Eine Vertrauensarbeitszeit bleibt wohl weiterhin möglich – allerdings mit der Einschränkung, dass hier die Arbeitszeit zu erfassen ist. Arbeitgeber, die bislang die Arbeitszeit ihrer Beschäftigten ausschließlich im Rahmen der Mehrarbeit und Sonntagsarbeit erfasst haben, sind nun unverzüglich zu einer umfangreichen Arbeitszeiterfassung verpflichtet.

Ob die Entscheidung des BAG dauerhaft Bestand haben wird, ist derzeit noch nicht absehbar.

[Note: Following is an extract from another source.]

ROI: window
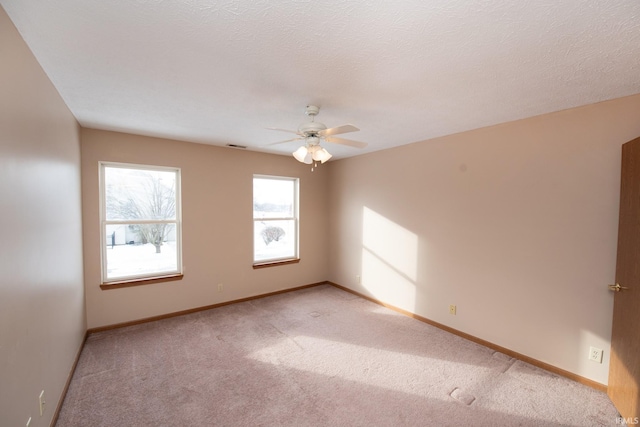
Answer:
[253,175,298,266]
[100,163,182,285]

Nicht unwahrscheinlich scheint eine verfassungsgemäße Überprüfung durch das Bundesverfassungsgericht.

Arbeitgeber sollten aktuell auf Basis der vorliegenden BAG-Entscheidung bestehende Arbeitszeiterfassungssysteme oder die Einführung eines entsprechenden Prozesses zur Erfassung der Arbeitszeit überprüfen. Zu erfassen sind jetzt Beginn und Ende und damit die Dauer der Arbeitszeit einschließlich der Pausen. Allerdings steht den Arbeitgebern ein weiterer Entscheidungsspielraum bei der Erfassung der Arbeitszeit zu. Insbesondere bleiben Delegation, Art und Zeitpunkt der Erfassung in das Ermessen des Arbeitgebers gelegt.

Das Bundesministerium für Arbeit und Soziales hat bereits angekündigt, nach Veröffentlichung der Entscheidungsgründe des BAG, die geltenden Regelungen prüfen zu wollen. Bislang ist aber noch unklar, wann und vor allem wie der Gesetzgeber reagieren wird.

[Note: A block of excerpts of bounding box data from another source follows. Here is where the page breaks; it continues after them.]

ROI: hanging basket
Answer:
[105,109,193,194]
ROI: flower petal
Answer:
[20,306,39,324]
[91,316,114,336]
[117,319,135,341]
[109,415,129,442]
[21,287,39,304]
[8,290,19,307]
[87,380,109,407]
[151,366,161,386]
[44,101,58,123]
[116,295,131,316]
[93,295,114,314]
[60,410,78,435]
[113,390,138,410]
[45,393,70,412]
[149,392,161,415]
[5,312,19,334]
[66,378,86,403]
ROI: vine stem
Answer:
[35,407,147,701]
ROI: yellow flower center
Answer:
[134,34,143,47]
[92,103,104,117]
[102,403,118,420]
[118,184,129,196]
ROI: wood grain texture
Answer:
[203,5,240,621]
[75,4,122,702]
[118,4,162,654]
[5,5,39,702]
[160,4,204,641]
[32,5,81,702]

Wir stehen weiterhin in engem Austausch mit der BDA und dem BGA in Berlin und halten Sie wie gewohnt über die weiteren Entwicklungen auf dem Laufenden.

Zum Thema Arbeitszeiterfassung laden wir Sie zudem ganz herzlich zu unserem kostenfreien Web-Forum am 15. Dezember 2022 um 10.00 Uhr ein. Nutzen Sie diese Gelegenheit, um sich umfassend zu informieren und auszutauschen. Bei Fragen kommen Sie gerne auf das Team von grosshandel-bw zu. Die Zugangsdaten werden wir Ihnen mit einem gesonderten Newsletter zukommen lassen.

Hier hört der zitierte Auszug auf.